I can just imagine Tracey and her 43 bags bouncing along the railroad track with the mammoth train roaring behind her! She beat it by 30 seconds! She threw her bags and leapt up on the train platform with the train practically on top of her! When she finally got on the train, the conductor asked her (deadpan) "You were the lady who got left behind?" Duh?!
She reminded us, it's always the right time to start traveling... If one wants to begin exploring the country, NOW is the right time to turn off the 'puter, drop the phone, buy the tickets and go! Traveling need not be expensive. There're a lot of places which are easy to reach and quite easy on the budget. All one needs to do is research and maybe ask around.
Also in the evening's gathering was Karina Dayondon, one of the three Filipinas who traversed Mt. Everest (please see more info at: MountEverest.net by climbers) 3 years ago. She also placed first in the Tenzing Hillary Everest International Marathon-Women's Foreigner Category. Carina spoke about her team's historic ascent and their current plans.

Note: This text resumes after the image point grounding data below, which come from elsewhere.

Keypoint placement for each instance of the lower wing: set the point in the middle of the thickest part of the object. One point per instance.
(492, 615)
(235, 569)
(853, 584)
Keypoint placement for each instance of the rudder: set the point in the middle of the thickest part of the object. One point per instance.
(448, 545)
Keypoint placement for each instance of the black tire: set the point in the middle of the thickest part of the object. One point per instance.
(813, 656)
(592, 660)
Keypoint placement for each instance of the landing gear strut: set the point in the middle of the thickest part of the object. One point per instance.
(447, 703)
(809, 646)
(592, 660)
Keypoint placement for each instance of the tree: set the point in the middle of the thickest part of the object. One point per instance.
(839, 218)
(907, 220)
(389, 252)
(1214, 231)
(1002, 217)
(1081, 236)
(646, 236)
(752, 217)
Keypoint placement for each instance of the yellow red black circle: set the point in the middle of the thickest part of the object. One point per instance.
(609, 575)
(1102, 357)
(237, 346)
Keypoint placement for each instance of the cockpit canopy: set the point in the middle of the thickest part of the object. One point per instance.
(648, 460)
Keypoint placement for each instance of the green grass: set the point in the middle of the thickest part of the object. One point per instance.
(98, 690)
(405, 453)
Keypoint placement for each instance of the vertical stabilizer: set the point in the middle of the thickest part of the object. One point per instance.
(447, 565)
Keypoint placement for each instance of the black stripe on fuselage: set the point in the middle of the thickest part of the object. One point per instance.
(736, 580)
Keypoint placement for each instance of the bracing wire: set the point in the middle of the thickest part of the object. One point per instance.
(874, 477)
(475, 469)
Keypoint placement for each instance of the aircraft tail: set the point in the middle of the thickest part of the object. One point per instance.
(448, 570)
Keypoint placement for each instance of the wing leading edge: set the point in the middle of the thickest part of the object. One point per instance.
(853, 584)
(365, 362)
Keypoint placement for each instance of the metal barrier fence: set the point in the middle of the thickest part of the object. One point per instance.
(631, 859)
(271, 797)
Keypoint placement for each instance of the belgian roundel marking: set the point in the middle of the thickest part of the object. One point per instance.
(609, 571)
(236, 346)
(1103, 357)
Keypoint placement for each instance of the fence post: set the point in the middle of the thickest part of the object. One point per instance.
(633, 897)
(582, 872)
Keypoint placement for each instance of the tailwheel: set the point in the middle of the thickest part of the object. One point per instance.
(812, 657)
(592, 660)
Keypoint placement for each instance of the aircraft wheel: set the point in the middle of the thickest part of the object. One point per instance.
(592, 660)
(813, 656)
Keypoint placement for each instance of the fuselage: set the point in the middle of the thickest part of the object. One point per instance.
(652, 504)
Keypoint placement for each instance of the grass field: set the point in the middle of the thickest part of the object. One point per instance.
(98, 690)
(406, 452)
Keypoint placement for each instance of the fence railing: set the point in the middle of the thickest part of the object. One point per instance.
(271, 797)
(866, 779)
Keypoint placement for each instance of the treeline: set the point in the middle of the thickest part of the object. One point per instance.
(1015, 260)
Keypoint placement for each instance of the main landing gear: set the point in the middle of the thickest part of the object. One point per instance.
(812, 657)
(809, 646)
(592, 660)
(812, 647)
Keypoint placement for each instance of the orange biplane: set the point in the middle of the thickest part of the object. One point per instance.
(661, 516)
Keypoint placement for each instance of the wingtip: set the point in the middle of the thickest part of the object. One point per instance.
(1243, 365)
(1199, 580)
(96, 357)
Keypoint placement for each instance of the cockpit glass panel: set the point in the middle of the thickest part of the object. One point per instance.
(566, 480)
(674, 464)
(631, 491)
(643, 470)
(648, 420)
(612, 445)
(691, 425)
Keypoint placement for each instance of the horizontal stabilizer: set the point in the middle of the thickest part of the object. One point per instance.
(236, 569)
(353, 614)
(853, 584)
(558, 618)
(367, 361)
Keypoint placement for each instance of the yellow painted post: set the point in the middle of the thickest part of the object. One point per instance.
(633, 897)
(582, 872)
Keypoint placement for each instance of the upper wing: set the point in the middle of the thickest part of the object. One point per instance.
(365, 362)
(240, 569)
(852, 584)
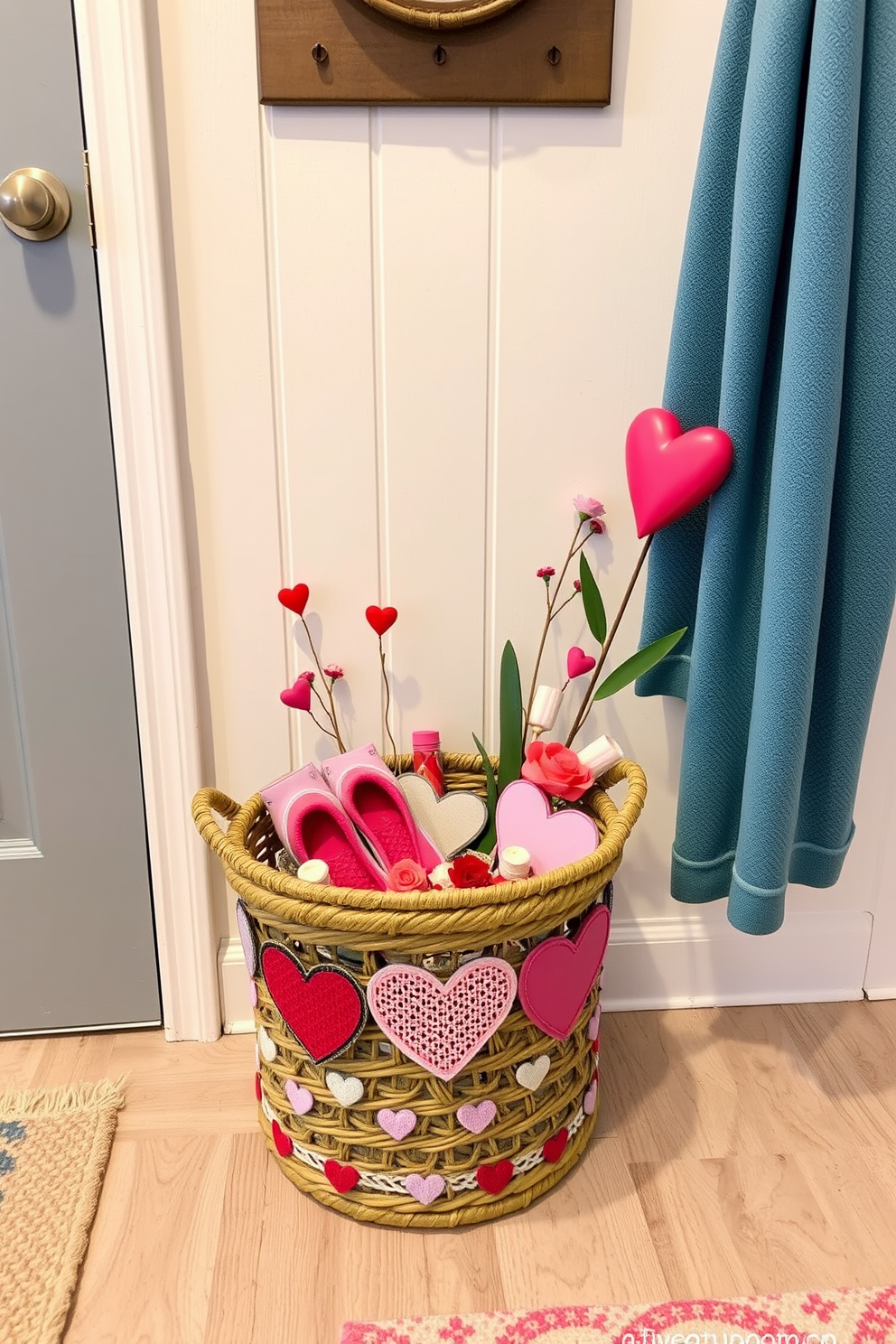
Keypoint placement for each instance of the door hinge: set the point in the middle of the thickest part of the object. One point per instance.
(91, 223)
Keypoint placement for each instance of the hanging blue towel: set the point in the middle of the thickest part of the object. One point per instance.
(785, 335)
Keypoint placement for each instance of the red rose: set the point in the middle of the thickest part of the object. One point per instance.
(556, 769)
(469, 870)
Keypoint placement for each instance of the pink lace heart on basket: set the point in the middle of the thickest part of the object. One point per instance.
(443, 1026)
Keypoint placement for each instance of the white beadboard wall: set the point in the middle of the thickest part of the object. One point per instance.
(408, 339)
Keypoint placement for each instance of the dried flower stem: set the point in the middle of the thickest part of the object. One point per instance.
(387, 699)
(551, 613)
(586, 703)
(330, 713)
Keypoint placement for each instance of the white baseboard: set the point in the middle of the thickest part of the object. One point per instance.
(688, 961)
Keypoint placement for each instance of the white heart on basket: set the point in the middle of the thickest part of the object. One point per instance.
(534, 1073)
(344, 1087)
(452, 823)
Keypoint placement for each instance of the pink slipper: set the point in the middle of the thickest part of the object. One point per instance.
(312, 826)
(369, 793)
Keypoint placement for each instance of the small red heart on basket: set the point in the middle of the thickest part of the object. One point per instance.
(495, 1178)
(341, 1178)
(555, 1148)
(294, 600)
(380, 619)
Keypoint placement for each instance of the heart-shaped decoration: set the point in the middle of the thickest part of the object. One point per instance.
(298, 696)
(493, 1178)
(344, 1087)
(298, 1097)
(532, 1074)
(341, 1178)
(425, 1189)
(266, 1047)
(579, 661)
(555, 1148)
(559, 975)
(324, 1010)
(294, 600)
(443, 1026)
(452, 823)
(670, 472)
(380, 619)
(283, 1143)
(554, 839)
(476, 1118)
(397, 1124)
(247, 938)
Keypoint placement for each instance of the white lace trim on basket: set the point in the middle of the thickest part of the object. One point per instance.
(386, 1184)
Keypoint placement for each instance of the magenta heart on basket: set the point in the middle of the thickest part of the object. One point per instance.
(559, 975)
(554, 839)
(443, 1026)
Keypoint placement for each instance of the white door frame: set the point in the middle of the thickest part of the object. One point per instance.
(121, 140)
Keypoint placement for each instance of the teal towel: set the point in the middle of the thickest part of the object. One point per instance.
(785, 335)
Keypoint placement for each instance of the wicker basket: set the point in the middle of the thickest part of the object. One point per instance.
(364, 930)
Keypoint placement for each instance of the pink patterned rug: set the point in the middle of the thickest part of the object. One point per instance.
(848, 1316)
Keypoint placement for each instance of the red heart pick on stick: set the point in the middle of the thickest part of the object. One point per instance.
(298, 695)
(670, 472)
(294, 600)
(382, 619)
(578, 663)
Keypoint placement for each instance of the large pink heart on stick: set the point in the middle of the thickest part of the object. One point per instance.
(670, 472)
(559, 975)
(443, 1026)
(554, 839)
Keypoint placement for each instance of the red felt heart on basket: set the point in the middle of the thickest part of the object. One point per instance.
(493, 1178)
(294, 600)
(324, 1010)
(382, 619)
(557, 976)
(670, 472)
(443, 1026)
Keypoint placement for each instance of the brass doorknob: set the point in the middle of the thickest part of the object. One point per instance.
(33, 203)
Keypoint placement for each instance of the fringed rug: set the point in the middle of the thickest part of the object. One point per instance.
(54, 1148)
(852, 1316)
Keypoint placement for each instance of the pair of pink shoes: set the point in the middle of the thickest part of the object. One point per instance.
(324, 813)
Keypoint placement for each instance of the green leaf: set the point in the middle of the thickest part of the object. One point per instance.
(490, 837)
(639, 664)
(510, 719)
(592, 601)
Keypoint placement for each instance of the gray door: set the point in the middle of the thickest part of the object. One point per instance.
(77, 944)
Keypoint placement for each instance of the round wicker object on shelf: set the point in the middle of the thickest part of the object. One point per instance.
(364, 930)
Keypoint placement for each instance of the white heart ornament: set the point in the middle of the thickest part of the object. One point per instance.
(534, 1073)
(452, 823)
(345, 1089)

She shared the experience of their training and the hardships that they had to undergo to fulfill their dream to conquer the giant that is Mt. Everest. She spoke of sitting in one of the tea houses in Tibet and coming to the realization of how lucky she is to be living here in the Philippines where she can do anything she wants: climb mountains, dive in the ocean to commune with teeming sea life and live her life to the fullest. She spoke of how they would talk (with pride and love for country) to the other summit teams about what they will find in the Philippines if they do come to visit. She spoke of how the Philippine team's shared hardships forged a bond so strong that nobody dared die because that will let the group down! ;D
Carina and her Everest team are currently training in preparation for their voyage to retrace the migration path taken by our ancestors across the oceans 6,000-years ago using a balangay.
The balangay will be built of native materials (without metal nails) by traditional boat builders (whose skills have been handed down from generation to generation) from the islands of Sibutu and Sitangkay in Tawi-Tawi.
This year the plan is to do short voyages hugging the coastlines of the country until they are acclimatized to the boat. The final replication of the migratory voyage taken by our ancestors-- who braved the waves and the unknown to settle and build their communities in this part of the globe-- will be in 2012 when the team will sail for Micronesia and Madagascar. They will be navigating using the ancient methodology (astronavigation) taking with them only the supplies and implements-- although satellite phones and safety equipments like life jackets and hydrostatic rafts are permitted.
Carina, a sun-burnt diminutive woman, conqueror of giants and a proud Filipina told us that if one is passionate enough and has the conviction to see things through... nothing is impossible! And I believe her!